With all the changes Troy has seen in recent years, one can only imagine how Troy will change in the future. While it is difficult to predict, physical changes and academic expansions are underway, according to Chancellor Dr. Jack Hawkins Jr.
In the last 10 years, $171 million of campus facilities — such as the Trojan Dining Facility, Fraternity Village, the Trojan Arena and Rushing Hall — have been built, and a new student recreation center is set to open in October of this year.
SGA President Gus McKenzie said although the university does not want to invest in two projects at once, the administration is assessing the conditions of Gardner and Hamil halls, the oldest residence halls on campus.
According to Hawkins, plans are also underway to bring a 15,000-square-foot plastics research facility to the Troy campus.
“I am pleased to report Governor Ivey authorized $2.3 million under the 666 Program to be used to match funds requested from the federal government (approximately $5 million),” said Hawkins in an email after the initial interview. “These funds will allow us to construct and equip the proposed facility.”
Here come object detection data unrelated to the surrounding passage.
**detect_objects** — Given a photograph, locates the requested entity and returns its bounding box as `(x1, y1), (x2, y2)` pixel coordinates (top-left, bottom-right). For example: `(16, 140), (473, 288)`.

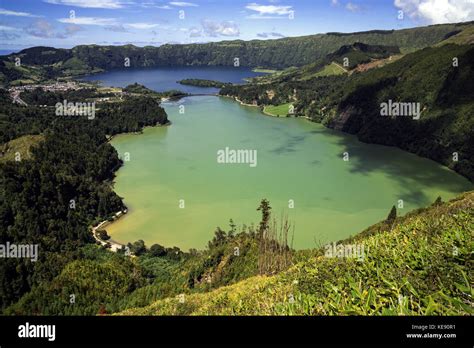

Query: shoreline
(92, 208), (128, 253)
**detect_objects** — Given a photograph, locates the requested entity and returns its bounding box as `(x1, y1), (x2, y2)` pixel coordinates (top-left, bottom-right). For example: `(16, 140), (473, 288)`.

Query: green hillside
(120, 192), (474, 315)
(0, 23), (472, 83)
(220, 44), (474, 180)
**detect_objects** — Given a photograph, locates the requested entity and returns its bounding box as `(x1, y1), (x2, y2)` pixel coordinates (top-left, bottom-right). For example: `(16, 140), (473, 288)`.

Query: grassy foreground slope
(116, 192), (474, 315)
The new research facility and a $3.2 million grant from the National Institute of Science and Technologies (NIST) will allow the university to offer research-based graduate degrees and emphasize Science, Technology, Engineering and Mathematics (STEM) programs more in the future, Hawkins said.
“The increased capacity this will create in research can be transformative for Troy University,” he said. “It will allow us to serve local industry and to create research and employment opportunities for our students.
Although Troy has previously offered two doctoral programs, the current accreditation will allow Troy to offer three programs, said McKenzie.
However, its not just the graduate programs that are making progress.
Hawkins also emphasized the opportunities for international exposure for all students through the Chancellor’s Award, a $1,000 scholarship for students wishing to study abroad.
This is part of an international focus, he explained.
“We’ve gone from 40 international students on this campus in 1989 to (students from) 76 countries today,” Hawkins said. “I’d love to see 100 countries represented here.”
According to McKenzie, the uphill course Troy is on will do nothing but help the university grow in the future.